Tida como questão de dias, semanas, no máximo, a cassação de Eduardo Cunha já não é a mesma fava contada de antes do início do recesso parlamentar, na última sexta-feira. À primeira vista não se trata de conspiração, acordo, manobra ou jogada combinada para impedir que o ex-presidente da Câmara perca o foro privilegiado de Justiça até quando for possível.
Embora seja prudente confiar desconfiando, salvo segunda ordem ou até que surjam sinais objetivos do contrário, a possibilidade de novos adiamentos que na prática o favoreçam decorre de uma conjugação de fatores: Olimpíada, eleição de um novo presidente da Câmara, campanha eleitoral e o consequente arrefecimento do interesse de suas excelências em atender as demandas da opinião pública depois que seus candidatos e prefeitos e vereadores tenham passado pelo julgamento das urnas.
Segundo o presidente da Casa, deputado Rodrigo Maia, a ideia é levar o assunto ao plenário na segunda semana de agosto. Isso, em princípio. Porque, de acordo com ele, manda o bom senso que o julgamento de Cunha só entre na pauta de votação se, e quando, houver uma quantidade significativa de parlamentares na sessão.
Do contrário, o ex-presidente da Câmara pode até reunir quantidade de votos “contra” superior aos favoráveis a ele, mas ainda assim escapar da cassação por falta de quórum. São necessários 257 votos para retirar-lhe o mandato. Para isso, um número seguro seria acima de 400 presentes.
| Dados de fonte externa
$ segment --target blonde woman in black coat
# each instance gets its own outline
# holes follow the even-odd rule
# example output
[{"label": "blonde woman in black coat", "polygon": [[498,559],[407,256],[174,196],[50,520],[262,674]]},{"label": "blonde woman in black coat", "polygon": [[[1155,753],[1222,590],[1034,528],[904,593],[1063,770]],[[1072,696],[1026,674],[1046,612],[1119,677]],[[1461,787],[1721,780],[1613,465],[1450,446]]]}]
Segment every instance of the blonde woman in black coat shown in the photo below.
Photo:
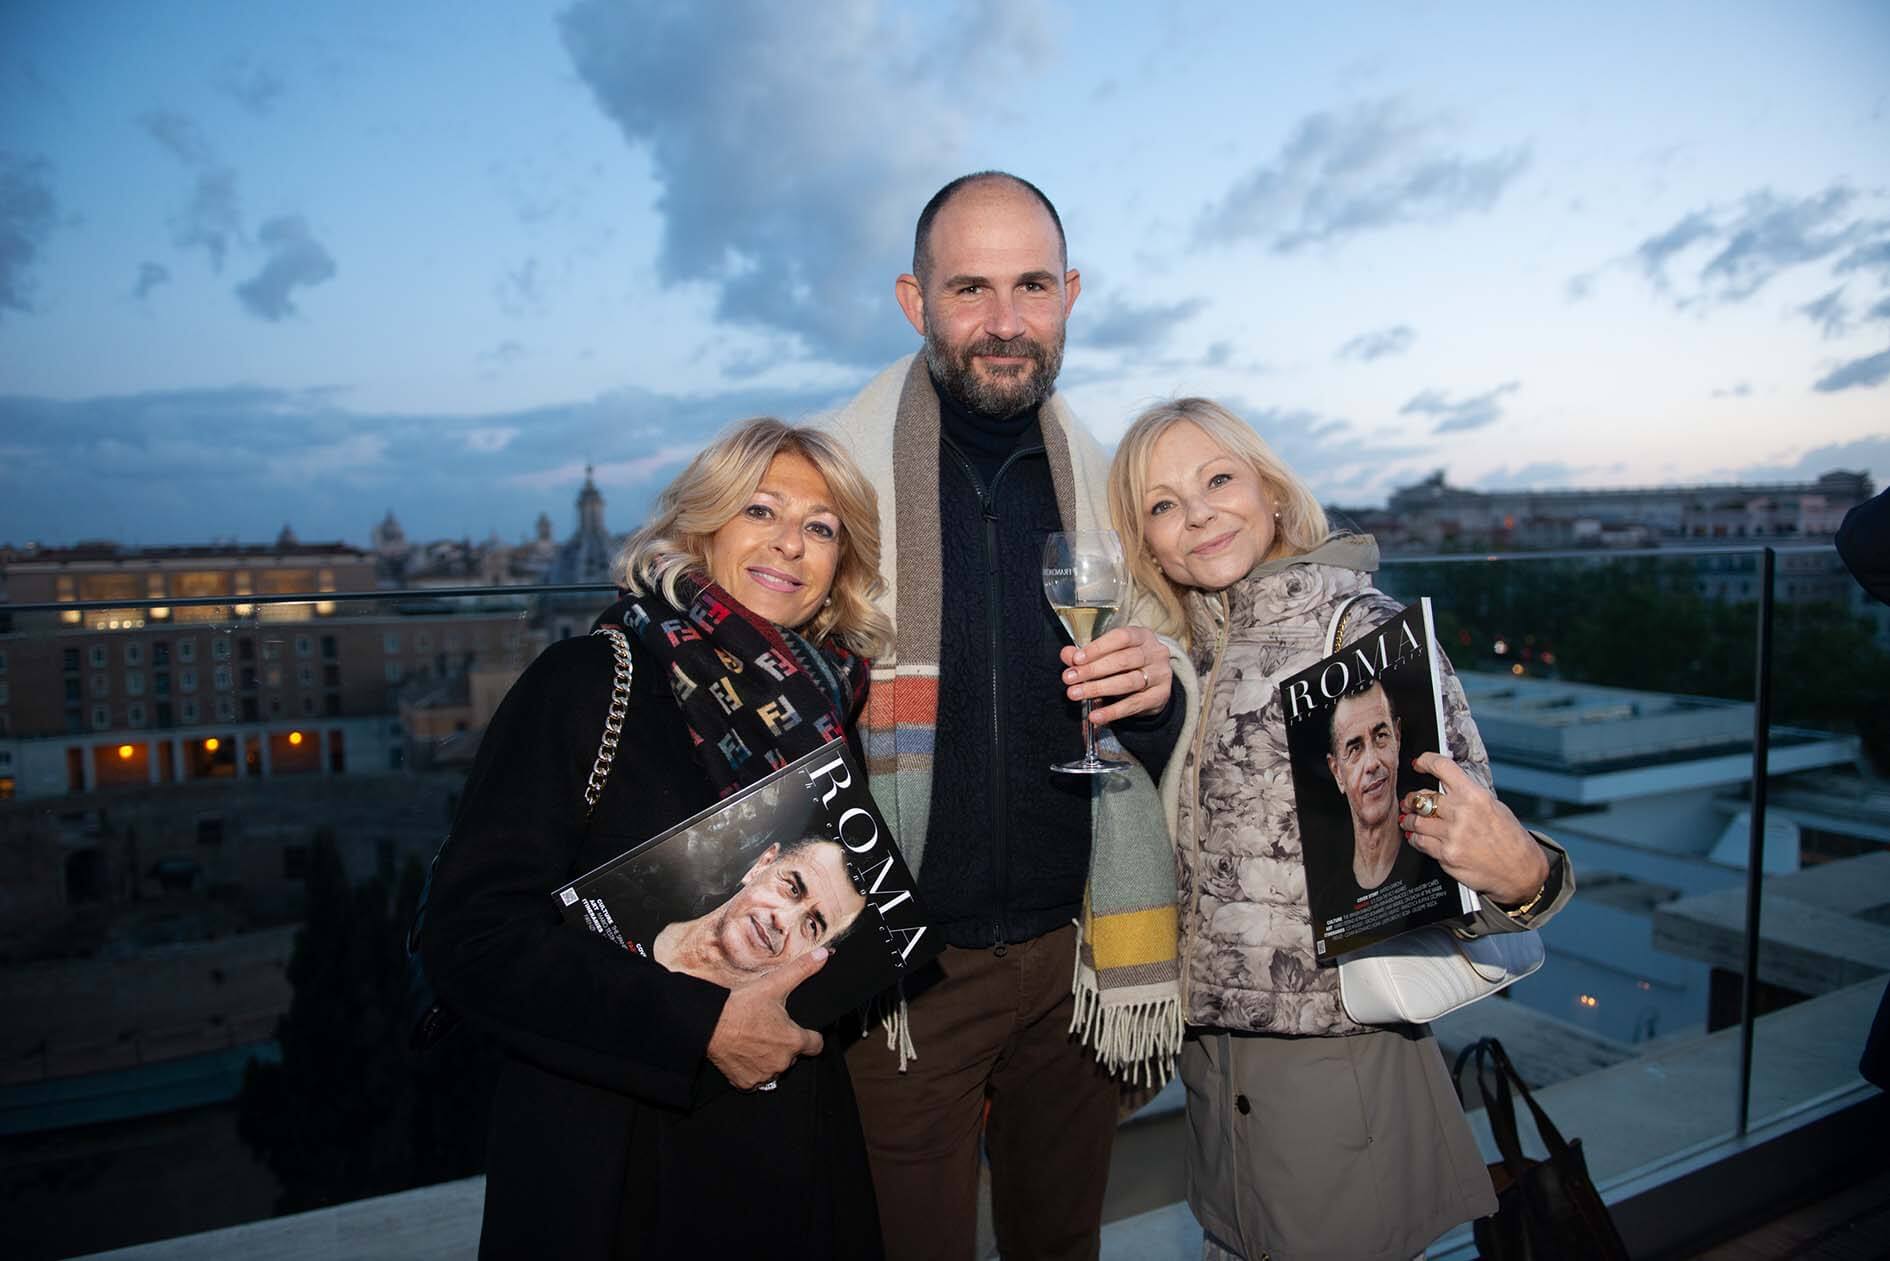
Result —
[{"label": "blonde woman in black coat", "polygon": [[[782,1005],[825,944],[725,988],[564,926],[551,899],[771,758],[852,741],[866,659],[890,630],[873,605],[878,521],[872,486],[830,439],[746,422],[663,492],[619,560],[624,595],[599,624],[625,631],[633,685],[588,818],[607,638],[547,648],[494,716],[421,942],[441,999],[508,1057],[482,1257],[725,1255],[784,1240],[878,1255],[845,1060]],[[693,682],[729,674],[723,653],[751,663],[732,711]]]}]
Convenhamos, trata-se de uma tarefa difícil levar tantos deputados a Brasília em plena realização dos Jogos Olímpicos. Menos pela corrida de deputados ao Rio para acompanhar tudo de perto e mais pelo natural afrouxamento da vigilância da população no período em que se imagina que os olhos, as torcidas e a atenção da maioria estejam voltados para o desempenho dos atletas e da capacidade do Brasil de sediar acontecimento dessa magnitude com sucesso. Em todos os aspectos, notadamente à recepção dos visitantes nas questões de conforto urbano, com destaque para a segurança.
Terminados os jogos, Brasília volta a tratar do impeachment da presidente afastada Dilma Rousseff. Aqui também o quórum é exigido. Mas, de senadores. Em menor número (ao todo 81 contra 513 na Câmara) e com empenho mais distante das disputas locais por prefeituras e vagas nas câmaras municipais. Já os deputados têm as respectivas sobrevivências políticas diretamente ligadas à eleição de prefeitos e vereadores.
Portanto, setembro tem tudo para ser um mês perdido em matéria de obtenção do quórum alto na Câmara. A eleição acontece no início de outubro, mas nem por isso os deputados estarão totalmente liberados devido às disputas que forem ao segundo turno nas cidades com mais de 200 mil habitantes.
Sobram o mês de novembro e os primeiros 15 dias de dezembro. Período ideal, não fosse a queda do interesse dos deputados nos ditames da opinião do público depois das eleições. O Brasil estará discutindo os resultados, avaliando as repercussões para o pleito de 2018 e nada assegura que Eduardo Cunha será tema prioritário.
Ao governo interessava ajustar a situação da presidência da Câmara; aos deputados, uma satisfação externa a fim de aliviar a tensão. De onde não se pode conferir inocência de propósito nem atribuir isenção de interesse ao adiamento da cassação para depois do recesso.
Vaias contadas. O presidente em exercício irá à cerimônia de abertura da Olimpíada no Maracanã sabendo que a recepção do público será, nas palavras de um ministro com assento no Palácio do Planalto, “uma crônica da vaia anunciada”.
Não é um desconforto? “Mais desconfortável seria não ir.”